インスタグラム、TikTok、フェイスブックなど主なSNSアプリケーションが設置されたスマートフォン [ロイター=聯合ニュース]
自由主義の傾向が強い英国と豪州がこのような規制に乗り出したのは、青少年のSNSによる副作用が深刻という判断のためだ。英国は全国的な意見を集めながら保護者・青少年・専門家などから11万6000件余りの回答を得た。回答した保護者の91%が16歳未満という基準を支持し、83%はSNSの危険性が利益よりも大きいと答えた。英国政府はこの措置について「子どもに子ども時代を取り戻すためのもの」とし、プラットフォームが中毒を誘発するよう設計されていると批判した。豪州政府も13~15歳をアイデンティティや社会性が形成される脆弱な時期と見なした。カナダ・デンマーク・スペイン・フランスなども類似の規制を導入または検討中だ。

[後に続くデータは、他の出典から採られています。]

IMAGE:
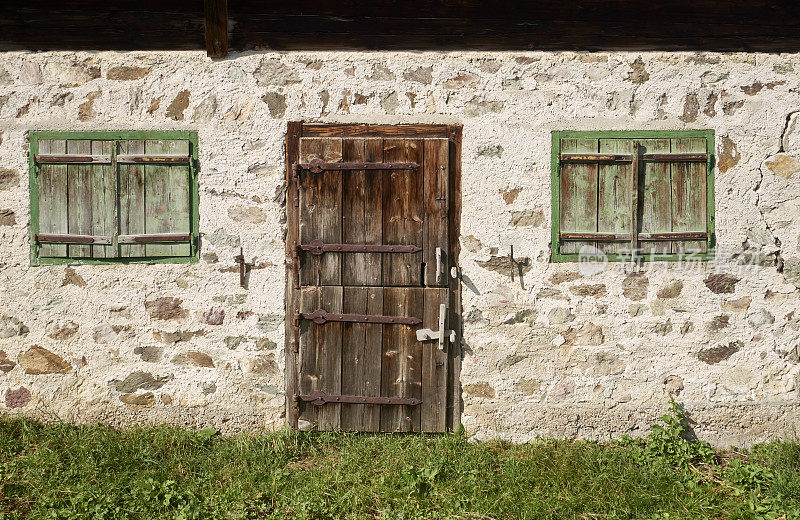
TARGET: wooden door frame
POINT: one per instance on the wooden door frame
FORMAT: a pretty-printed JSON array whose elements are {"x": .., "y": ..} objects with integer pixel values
[{"x": 297, "y": 129}]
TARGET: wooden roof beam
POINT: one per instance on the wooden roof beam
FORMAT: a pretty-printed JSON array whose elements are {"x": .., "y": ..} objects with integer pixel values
[{"x": 216, "y": 12}]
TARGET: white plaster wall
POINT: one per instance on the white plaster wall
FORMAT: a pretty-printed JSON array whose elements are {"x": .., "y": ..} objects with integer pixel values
[{"x": 558, "y": 354}]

韓国はSNSの利用人口が多いものの、青少年に対する規制に関しては無風地帯に近い。14歳未満の個人情報保護規定とプラットフォームの自主規制があるだけだ。民主党の尹建永(ユン・ゴンヨン)議員による14歳未満の加入制限案、国民の力の趙廷訓(チョ・ジョンフン)議員による16歳未満の利用時間制限案など、関連法案7件が発議されたが係留中だ。15日、金鍾鉄(キム・ジョンチョル)放送メディア通信委員長は青少年のSNS規制について「国民的な共感が十分に形成されてこそ政策の実効性を確保できる懸案だ」と述べた。慎重論には理由がある。2011年に導入された16歳未満の深夜インターネットゲーム「シャットダウン制」は、実効性をめぐる議論や産業競争力に関する批判の末、2022年に廃止された。政策の管轄も放送メディア通信委員会、科学技術情報通信部、教育部、性平等家族部などに分散している。しかし2025年の科学技術情報通信部の調査では青少年のスマートフォン過依存リスク群は43%にのぼり、サイバーブリング(いじめ)、ディープフェイク、ショートフォーム中毒、自傷行為コンテンツへの露出に対する懸念も高まっている。部処ごとの弥縫策に終わるのではなく、政府レベルの公論化を通じて意見を集約するべき時だ。専門家や保護者、青少年の意見を集めて韓国型基準を確立することを提案する。